The indentures permit the holders of at least a majority in aggregate principal amount of the outstanding debt securities of any series issued under the indenture which is affected by the modification or amendment to waive our compliance with certain covenants contained in the indentures.

Payment and Paying Agents

Unless otherwise indicated in the applicable prospectus supplement, payment of interest on a debt security on any interest payment date will be made to the person in whose name a debt security is registered at the close of business on the record date for the interest.

Unless otherwise indicated in the applicable prospectus supplement, principal, interest and premium on the debt securities of a particular series will be payable at the office of such paying agent or paying agents as we may designate for such purpose from time to time. Notwithstanding the foregoing, at our option, payment of any interest may be made by check mailed to the address of the person entitled thereto as such address appears in the security register.

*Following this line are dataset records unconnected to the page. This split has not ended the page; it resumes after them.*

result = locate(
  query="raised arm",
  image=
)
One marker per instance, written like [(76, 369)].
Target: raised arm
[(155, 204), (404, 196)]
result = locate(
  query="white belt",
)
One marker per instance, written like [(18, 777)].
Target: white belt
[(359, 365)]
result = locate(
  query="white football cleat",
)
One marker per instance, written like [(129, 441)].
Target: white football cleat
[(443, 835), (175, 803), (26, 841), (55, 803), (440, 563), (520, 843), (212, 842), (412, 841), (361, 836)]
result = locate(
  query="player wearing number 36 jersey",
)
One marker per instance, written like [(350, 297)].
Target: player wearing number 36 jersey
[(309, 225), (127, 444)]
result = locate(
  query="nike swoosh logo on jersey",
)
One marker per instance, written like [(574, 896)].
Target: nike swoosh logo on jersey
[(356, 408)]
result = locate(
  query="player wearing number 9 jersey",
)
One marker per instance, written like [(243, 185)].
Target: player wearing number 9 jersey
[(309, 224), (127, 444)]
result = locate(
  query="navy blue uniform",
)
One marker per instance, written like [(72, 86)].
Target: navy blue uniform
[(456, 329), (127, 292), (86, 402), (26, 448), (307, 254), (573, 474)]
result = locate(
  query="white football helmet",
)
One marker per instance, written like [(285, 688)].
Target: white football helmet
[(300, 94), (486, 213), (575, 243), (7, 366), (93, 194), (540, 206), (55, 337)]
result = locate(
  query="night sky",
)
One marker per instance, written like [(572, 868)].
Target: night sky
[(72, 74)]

Unless otherwise indicated in the applicable prospectus supplement, a paying agent designated by us will act as paying agent for payments with respect to debt securities of each series. All paying agents initially designated by us for the debt securities of a particular series will be named in the applicable prospectus supplement. We may at any time designate additional paying agents or rescind the designation of any paying agent or approve a change in the office through which any paying agent acts, except that we will be required to maintain a paying agent in each place of payment for the debt securities of a particular series.

All moneys paid by us to a paying agent for the payment of the principal, interest or premium on any debt security which remain unclaimed at the end of two years after such principal, interest or premium has become due and payable will be repaid to us upon request, and the holder of such debt security thereafter may look only to us for payment thereof.

Denominations, Registrations and Transfer

Unless an accompanying prospectus supplement states otherwise, debt securities will be represented by one or more global certificates registered in the name of a nominee for The Depository Trust Company, or DTC. In such case, each holder’s beneficial interest in the global securities will be shown on the records of DTC and transfers of beneficial interests will only be effected through DTC’s records.

A holder of debt securities may only exchange a beneficial interest in a global security for certificated securities registered in the holder’s name if:

·                                          we deliver to the trustee notice from DTC that it is unwilling or unable to continue to act as depository or that it is no longer a clearing agency registered under the Exchange Act and, in either case, a successor depositary is not appointed by us within 120 days after the date of such notice from DTC;

·                                          we in our sole discretion determine that the debt securities (in whole but not in part) should be exchanged for definitive debt securities and deliver a written notice to such effect to the trustee; or

·                                          there has occurred and is continuing a default or event of default with respect to the debt securities.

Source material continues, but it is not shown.